This post will be a bit random, I’m afraid, but I can’t really find a way to make anything coherent out of them, so feel free to view it as a bit of a braindump.
1. I like cross-genre stuff best. My favourite John Carpenter movie is Escape From Precinct 13, which is effectively a zombie siege movie hashed up with a blacker-than-black film noir and fairly explicit tips to the hat to the westerns of Howard Hawks. My favourite fantasy writer is KJ Parker, whose novels are exquisitely-researched military procedurals that just happen to be set in a made-up land. To my mind genre fiction of any kind is at it’s best when it takes the standard tropes and furniture and tweaks it.
2. I love zombie films (hi to everyone at Zombie Command who wanders in, BTW) but I reckon the reason I like them the best is because they are effectively dystopian science fiction. They’re end-of-the-world stories writ large. They’re infection-panic, fear of the silent invader/Red Menace noir. Think about it. Zombie films rarely have star casts, mainly because you like that frisson that just about any character in there could be turned. No-one is safe from the de-humanising influences that batter at your doors and windows, waiting patiently to grab at you and infect you if you let your guard down for a second. That’s classic 50s I Married A Communist From Outer Space paranoia.
I’d go further and say that the recent trend for running zombies makes this even more explicit, because a running zombie simply isn’t scary. A horde of running zombies even less so. Then you’re in the arena in which James Cameron’s ALIENS played so effectively. I thought Zac Snyder’s remake of Dawn of The Dead was one of the best SF films of recent years, but I didn’t jump or scream like a girl once. (another reason why TLC hates going to see movies with me. I do so get sucked into the action…)
The best example of this cross-connection between the two genres to my mind is Philip Kaufman’s 1979 version of Invasion Of The Body Snatchers.

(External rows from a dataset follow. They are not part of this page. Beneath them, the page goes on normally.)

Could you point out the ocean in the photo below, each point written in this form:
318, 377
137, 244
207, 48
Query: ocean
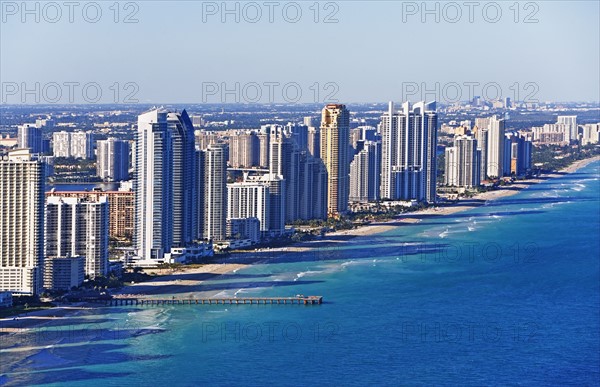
506, 294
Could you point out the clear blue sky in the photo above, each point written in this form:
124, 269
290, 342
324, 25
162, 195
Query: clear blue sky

It’s genuinely creepy, and utterly disorienting as everyone you think you know and trust becomes something … other.
3. Moving back to my earlier post for a second, the brilliant quote from Tamzin Outhwaite came from Dave Langford’s Ansible, the most Hugoed fanzine ever, and a must read for SF fans anywhere. It’s particularly good on the media’s view of SF as a whole, and those that enjoy it in particular (hint: it’s never a particularly flattering view) and skewers the increasingly prelavent claim from actors, writers and directors that the piece of SF that they’ve written/directed/appeared in isn’t SF because… well, try out the random sampler of quotes and see what I mean.
4. One last thing. Fans of the fantastic in general must have been saddened by the news that Robert Holdstock, one of our greatest fantasy – no, scrub that, one of the finest English novelists of the last 40 years, died suddenly and unexpectedly at the end of November. His work, most famously in the extraordinary novel Mythago Wood, dealt with the power of myth and legend, and in the way that our history and the lives of our imagination can frequently intertwine. Here’s the Guardian obit, but really all I can suggest by way of a memorial is to ask you to read Mythago Wood if you haven’t already done so. A whole new world awaits you.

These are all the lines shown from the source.